A proper filter $\mathscr F$ is an ultrafilter if it is maximal, that is, if $\mathscr F\subseteq \mathscr G$ and $\mathscr G$ is a proper filter, then $\mathscr F=\mathscr G$. An equivalent definition is that $\mathscr F$ is an ultrafilter if and only if for all $A\subseteq X$ either $A\in \mathscr F$ or $X\setminus A\in \mathscr F$ (but not both).
For Question 1:
Arbitrary filters can have many sizes. For example:

*

*$\{X\}$ is a filter with only one element,

*the Fréchet filter is the filter of all cofinite subsets of $X$ and has cardinality $|X|^{<\aleph_0}$, which is equal to $|X|$ assuming $X$ is infinite.

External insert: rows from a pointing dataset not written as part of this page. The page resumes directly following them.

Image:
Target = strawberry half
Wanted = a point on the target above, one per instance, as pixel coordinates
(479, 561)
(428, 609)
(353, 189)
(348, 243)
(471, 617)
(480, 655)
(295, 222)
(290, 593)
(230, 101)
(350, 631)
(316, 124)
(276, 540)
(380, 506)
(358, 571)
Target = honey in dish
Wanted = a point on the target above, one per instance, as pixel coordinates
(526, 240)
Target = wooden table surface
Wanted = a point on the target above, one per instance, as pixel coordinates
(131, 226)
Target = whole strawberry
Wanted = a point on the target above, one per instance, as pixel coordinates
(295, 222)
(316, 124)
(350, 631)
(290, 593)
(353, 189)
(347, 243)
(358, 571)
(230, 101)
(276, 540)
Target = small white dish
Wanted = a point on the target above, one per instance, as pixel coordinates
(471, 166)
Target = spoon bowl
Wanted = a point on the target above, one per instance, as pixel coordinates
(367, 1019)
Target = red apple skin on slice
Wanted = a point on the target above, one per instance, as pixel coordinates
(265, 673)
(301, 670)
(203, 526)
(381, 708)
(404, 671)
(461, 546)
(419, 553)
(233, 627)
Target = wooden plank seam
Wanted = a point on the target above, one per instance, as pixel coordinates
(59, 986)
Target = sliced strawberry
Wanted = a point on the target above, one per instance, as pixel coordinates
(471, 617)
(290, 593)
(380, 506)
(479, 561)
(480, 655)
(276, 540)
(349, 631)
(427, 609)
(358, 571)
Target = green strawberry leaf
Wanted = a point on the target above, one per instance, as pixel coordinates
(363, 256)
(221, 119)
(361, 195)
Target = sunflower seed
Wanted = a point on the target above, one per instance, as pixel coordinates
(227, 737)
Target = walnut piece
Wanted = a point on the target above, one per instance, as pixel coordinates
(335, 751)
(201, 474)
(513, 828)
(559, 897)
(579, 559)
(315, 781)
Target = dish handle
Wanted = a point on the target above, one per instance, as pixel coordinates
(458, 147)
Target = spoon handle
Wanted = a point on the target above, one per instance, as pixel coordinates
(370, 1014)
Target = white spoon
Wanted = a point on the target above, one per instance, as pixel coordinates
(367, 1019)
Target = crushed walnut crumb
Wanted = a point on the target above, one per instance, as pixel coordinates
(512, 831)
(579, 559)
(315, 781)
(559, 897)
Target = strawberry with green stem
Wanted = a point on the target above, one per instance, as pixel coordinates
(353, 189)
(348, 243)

*Given $x\in X$, the principal ultrafilter $\{A\subseteq X\mid x\in A\}$ has an obvious bijection with $\mathcal P(X\setminus \{x\})$, and thus has cardinality $2^{|X|}$
For Question 2:
For any $A\subseteq X$, by maximality of ultrafilters $A\in\mathscr F$ if and only if $X\setminus A\notin \mathscr F$, so the map $A\mapsto X\setminus A$ is a bijection between $\mathscr F$ and $\mathcal P(X)\setminus \mathscr F$. Since $\mathcal P(X)$ is infinite, and $\mathcal P(X)=\mathscr F\cup (\mathcal P(X)\setminus \mathscr F)$, we see that $|\mathscr F|=|\mathcal P(X)\setminus \mathscr F|=|\mathcal P(X)|=2^{|X|}$.